In a statement on Tuesday, MPS said that financial services group Everbright Securities and internet entertainment company Beijing Baofeng Technology had taken a 65 percent stake in the business through an investment vehicle.
It gave no further financial details.
"It has been a competitive sales process with lots of interest from international companies and private equity funds," MPS Chief Executive Marco Auletta told Reuters.
"Everbright and Baofeng have emerged as the right partners to support our international growth and help us expand in adjacent fields such as virtual reality, where Baofeng is a key player in China."
Auletta said the management team has retained shares in the business and will work closely with the new stakeholders to tap Asian markets.
A source had earlier told Reuters that Everbright and Baofeng were to take a stake of about 60 percent in MPS, valuing the company at a little more than $1 billion. A second source confirmed the valuation.
UBS advised MP & Silva on the deal while China International Capital Corporation (CICC) and online deals platform DealGlobe worked with Everbright and Baofeng.
Headquartered in London and Singapore with an annual turnover of $600 million, MPS distributes media rights for a series of sports federations and clubs, including Italy's top-flight Serie A soccer league.
The deal is expected to give MPS, founded in 2004, additional firepower to expand internationally, especially in the rapidly growing Chinese market.
"We are confident that, thanks to this partnership, MP & Silva will be able to strengthen its leadership position in the market and introduce new ground-breaking innovations," Baofeng CEO Larry Feng said.
Baofeng plans to develop a sports channel and a series of sports apps.
CHINA BUYS INTO SPORT
The main MPS shareholders, Italian businessmen Andrea Radrizzani and Riccardo Silva, owned 80 percent of the company. Carlo Pozzali is the third founding partner and was a minority shareholder in the business.

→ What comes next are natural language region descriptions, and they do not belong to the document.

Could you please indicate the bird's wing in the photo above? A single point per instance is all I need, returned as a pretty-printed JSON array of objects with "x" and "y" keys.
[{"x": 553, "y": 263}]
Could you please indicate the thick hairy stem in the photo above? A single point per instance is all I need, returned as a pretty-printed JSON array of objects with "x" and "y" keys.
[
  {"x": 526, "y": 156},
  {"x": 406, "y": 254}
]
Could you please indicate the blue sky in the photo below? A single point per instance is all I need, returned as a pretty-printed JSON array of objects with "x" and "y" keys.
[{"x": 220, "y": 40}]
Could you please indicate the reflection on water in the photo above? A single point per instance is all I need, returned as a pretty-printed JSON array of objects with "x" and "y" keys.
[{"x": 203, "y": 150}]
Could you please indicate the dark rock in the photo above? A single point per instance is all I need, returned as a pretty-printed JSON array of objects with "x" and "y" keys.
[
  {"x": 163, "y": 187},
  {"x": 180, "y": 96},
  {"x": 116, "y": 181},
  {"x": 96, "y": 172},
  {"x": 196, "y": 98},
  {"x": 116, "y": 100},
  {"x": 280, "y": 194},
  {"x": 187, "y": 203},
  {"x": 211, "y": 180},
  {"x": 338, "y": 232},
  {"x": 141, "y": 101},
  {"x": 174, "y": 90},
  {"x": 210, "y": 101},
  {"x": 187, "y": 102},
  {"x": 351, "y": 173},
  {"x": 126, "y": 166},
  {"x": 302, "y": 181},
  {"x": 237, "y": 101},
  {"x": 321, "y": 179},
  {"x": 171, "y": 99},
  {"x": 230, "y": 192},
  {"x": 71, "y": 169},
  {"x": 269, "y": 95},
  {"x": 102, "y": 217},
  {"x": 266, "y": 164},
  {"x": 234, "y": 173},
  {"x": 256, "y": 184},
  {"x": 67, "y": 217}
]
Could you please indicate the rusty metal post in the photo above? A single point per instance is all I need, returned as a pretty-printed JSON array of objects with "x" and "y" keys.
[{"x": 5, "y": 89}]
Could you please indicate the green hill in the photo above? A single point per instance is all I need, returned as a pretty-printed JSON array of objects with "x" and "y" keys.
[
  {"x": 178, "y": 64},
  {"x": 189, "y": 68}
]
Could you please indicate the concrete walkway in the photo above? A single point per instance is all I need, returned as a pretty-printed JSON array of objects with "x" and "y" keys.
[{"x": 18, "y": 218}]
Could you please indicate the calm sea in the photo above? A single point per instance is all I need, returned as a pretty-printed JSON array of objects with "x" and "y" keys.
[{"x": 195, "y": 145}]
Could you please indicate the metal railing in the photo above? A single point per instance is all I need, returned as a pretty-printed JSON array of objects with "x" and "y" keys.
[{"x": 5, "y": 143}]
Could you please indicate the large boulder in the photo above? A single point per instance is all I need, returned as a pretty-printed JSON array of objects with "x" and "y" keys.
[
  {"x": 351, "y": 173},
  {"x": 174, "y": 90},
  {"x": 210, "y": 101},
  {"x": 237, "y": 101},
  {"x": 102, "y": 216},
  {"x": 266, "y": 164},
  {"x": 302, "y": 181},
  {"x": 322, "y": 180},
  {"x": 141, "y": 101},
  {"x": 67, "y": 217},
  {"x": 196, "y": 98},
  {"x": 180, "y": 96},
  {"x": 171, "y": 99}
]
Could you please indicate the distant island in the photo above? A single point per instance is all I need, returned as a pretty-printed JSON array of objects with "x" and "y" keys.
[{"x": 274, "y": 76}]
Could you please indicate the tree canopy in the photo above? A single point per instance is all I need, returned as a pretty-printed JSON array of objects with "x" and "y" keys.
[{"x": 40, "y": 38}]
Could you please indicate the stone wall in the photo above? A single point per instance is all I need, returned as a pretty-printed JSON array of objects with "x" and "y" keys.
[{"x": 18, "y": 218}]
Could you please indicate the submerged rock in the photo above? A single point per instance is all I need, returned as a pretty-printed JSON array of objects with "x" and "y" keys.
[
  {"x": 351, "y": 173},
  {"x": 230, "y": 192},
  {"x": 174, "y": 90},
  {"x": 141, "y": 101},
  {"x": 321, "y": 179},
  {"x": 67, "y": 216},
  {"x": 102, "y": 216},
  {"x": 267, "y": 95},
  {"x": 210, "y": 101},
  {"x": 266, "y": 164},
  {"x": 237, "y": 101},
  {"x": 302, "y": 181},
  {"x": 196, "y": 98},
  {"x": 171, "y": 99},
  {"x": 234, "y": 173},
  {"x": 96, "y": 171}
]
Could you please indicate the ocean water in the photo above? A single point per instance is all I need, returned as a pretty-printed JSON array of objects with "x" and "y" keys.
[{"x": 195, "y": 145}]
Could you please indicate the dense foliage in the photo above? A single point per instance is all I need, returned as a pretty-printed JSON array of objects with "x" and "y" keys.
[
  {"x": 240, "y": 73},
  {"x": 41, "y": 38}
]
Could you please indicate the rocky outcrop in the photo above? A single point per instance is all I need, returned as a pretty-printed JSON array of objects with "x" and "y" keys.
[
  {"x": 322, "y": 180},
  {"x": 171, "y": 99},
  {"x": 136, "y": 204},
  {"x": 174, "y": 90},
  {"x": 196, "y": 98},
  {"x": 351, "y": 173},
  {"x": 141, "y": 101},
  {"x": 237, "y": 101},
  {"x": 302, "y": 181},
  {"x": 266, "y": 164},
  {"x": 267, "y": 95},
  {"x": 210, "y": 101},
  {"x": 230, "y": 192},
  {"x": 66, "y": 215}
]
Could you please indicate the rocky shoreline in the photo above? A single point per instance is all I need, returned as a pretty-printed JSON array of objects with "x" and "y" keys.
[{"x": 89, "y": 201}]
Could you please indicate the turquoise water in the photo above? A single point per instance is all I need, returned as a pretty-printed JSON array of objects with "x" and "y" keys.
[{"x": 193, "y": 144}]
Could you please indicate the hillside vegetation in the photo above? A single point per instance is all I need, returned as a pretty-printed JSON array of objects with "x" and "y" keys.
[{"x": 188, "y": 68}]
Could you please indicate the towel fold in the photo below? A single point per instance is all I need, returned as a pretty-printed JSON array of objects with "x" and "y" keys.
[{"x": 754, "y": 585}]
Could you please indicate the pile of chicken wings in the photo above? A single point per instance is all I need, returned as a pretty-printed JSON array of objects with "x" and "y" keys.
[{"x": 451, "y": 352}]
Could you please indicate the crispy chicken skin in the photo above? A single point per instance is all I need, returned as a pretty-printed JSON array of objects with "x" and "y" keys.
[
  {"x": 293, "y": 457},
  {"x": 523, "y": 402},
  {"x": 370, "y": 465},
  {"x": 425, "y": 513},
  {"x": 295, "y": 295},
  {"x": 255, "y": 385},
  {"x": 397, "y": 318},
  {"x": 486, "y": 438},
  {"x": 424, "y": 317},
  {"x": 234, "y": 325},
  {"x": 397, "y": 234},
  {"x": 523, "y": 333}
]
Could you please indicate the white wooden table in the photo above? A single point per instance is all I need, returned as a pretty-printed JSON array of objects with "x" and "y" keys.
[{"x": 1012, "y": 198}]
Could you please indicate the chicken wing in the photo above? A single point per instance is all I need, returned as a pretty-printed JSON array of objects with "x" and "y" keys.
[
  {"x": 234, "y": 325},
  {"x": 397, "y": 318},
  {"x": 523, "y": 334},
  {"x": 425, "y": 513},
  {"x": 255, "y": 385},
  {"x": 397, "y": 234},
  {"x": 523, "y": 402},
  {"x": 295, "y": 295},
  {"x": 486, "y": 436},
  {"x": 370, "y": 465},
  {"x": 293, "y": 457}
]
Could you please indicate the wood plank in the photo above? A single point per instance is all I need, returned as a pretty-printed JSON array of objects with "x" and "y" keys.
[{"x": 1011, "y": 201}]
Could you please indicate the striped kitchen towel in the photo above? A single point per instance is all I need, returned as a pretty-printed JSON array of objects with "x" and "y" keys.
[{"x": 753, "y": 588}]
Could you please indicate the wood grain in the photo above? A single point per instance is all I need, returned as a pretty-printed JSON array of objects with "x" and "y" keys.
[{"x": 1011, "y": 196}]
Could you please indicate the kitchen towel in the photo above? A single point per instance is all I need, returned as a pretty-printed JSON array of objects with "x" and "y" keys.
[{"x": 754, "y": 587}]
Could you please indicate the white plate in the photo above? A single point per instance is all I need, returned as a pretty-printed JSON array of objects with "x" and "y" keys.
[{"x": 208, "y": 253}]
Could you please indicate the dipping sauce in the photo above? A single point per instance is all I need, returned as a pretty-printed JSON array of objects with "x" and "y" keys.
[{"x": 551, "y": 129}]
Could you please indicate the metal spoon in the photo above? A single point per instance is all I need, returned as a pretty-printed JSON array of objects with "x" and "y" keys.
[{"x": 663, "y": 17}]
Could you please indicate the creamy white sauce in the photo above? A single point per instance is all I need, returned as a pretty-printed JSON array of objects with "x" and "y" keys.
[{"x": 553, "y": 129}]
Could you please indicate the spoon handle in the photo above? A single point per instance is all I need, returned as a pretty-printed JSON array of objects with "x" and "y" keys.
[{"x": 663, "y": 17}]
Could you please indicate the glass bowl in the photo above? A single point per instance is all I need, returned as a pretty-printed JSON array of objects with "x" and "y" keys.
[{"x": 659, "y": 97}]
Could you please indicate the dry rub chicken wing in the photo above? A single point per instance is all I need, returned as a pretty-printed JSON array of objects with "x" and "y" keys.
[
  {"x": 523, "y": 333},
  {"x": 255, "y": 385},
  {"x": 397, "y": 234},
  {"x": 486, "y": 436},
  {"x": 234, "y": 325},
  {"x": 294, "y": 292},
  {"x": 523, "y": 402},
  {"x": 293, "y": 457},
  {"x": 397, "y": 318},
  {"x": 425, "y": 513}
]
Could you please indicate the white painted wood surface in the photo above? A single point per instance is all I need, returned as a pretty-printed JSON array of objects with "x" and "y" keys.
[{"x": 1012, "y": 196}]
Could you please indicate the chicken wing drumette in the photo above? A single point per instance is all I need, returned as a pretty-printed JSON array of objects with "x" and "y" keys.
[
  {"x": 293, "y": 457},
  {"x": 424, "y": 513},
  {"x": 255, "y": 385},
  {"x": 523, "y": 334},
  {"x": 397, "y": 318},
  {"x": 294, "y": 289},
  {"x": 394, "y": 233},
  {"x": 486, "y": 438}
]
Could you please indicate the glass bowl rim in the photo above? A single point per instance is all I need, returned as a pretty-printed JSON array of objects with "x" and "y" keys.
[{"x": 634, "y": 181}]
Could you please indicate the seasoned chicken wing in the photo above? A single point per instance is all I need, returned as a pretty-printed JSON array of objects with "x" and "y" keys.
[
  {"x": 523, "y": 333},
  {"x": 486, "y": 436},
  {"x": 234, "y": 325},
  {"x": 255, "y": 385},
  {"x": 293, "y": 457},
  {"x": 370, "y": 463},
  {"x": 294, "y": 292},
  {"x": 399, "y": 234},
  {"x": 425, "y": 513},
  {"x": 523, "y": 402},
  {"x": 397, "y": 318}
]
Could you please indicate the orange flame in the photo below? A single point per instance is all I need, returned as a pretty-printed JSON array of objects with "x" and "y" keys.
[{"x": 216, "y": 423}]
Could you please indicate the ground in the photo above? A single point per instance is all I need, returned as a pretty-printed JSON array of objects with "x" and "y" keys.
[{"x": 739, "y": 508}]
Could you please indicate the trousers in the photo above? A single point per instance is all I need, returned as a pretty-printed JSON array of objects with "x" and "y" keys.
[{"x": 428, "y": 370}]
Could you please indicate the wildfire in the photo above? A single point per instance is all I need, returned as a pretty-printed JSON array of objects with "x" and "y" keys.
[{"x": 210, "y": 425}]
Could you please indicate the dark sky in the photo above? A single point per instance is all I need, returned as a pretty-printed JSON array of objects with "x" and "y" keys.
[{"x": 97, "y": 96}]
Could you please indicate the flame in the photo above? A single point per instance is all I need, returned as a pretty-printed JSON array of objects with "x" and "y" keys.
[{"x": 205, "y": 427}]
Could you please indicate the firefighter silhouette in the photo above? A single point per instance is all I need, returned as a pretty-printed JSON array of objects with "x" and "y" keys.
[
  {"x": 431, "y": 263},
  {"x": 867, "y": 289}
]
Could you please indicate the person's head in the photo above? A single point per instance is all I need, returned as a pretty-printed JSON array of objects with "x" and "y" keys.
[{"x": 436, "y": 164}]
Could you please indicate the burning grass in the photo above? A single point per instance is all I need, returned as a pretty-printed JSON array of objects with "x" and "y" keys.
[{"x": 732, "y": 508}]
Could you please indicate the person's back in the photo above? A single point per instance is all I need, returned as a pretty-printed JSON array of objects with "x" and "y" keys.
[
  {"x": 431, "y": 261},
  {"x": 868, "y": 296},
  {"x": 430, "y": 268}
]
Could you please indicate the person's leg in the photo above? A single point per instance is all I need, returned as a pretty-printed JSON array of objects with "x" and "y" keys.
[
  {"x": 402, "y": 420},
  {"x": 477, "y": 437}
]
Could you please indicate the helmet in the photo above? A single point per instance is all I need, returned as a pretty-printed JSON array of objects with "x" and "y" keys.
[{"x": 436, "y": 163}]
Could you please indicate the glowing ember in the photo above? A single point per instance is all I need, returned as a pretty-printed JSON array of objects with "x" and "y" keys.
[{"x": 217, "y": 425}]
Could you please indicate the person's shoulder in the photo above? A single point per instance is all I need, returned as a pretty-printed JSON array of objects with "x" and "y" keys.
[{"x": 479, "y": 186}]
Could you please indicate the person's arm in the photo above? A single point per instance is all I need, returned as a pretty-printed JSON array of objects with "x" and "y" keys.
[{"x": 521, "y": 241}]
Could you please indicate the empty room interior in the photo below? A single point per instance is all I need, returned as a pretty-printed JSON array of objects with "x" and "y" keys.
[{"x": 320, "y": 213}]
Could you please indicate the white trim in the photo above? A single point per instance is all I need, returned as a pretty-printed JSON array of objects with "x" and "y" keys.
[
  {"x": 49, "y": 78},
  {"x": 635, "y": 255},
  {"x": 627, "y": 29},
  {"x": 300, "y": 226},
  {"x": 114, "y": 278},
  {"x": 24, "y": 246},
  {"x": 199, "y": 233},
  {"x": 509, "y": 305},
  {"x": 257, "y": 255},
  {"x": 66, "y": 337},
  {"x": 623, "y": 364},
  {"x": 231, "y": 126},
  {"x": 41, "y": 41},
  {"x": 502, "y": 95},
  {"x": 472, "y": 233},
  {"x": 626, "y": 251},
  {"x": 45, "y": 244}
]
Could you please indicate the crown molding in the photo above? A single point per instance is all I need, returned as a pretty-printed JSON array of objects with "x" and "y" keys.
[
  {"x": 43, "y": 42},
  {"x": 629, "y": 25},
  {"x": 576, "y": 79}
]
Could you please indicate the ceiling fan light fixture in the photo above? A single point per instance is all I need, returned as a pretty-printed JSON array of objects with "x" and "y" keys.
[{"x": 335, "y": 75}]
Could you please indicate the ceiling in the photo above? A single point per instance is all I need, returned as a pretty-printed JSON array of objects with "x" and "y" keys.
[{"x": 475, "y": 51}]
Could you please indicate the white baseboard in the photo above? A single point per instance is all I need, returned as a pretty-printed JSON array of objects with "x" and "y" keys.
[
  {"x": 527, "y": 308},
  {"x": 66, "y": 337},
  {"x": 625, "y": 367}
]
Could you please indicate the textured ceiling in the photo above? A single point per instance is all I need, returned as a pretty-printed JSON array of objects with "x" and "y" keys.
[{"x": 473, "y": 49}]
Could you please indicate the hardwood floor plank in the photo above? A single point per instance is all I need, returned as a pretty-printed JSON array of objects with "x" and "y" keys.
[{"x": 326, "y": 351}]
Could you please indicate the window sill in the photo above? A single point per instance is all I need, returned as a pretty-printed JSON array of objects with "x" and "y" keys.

MPS said that its other shareholders, with a combined 35 percent holding, would maintain a significant role in the group.
The investment adds to China's rapidly expanding portfolio of global sports assets, with soccer a particular focus.
Property group Dalian Wanda, which last year bought a 20 percent stake in Champions' League finalists Atletico Madrid, has also acquired Swiss sports-marketing company Infront.
President Xi Jinping, an avid soccer fan, has made it a goal for the country to win the World Cup and a recent string of deals is raising China's profile in the game.
Former Italian Prime Minister Silvio Berlusconi opened exclusive talks with a group of Chinese investors this month over the potential sale of a majority stake in soccer club AC Milan and last week a Chinese magnate agreed to buy English soccer club Aston Villa.
Chinese groups have also made a series of investments in German technology businesses.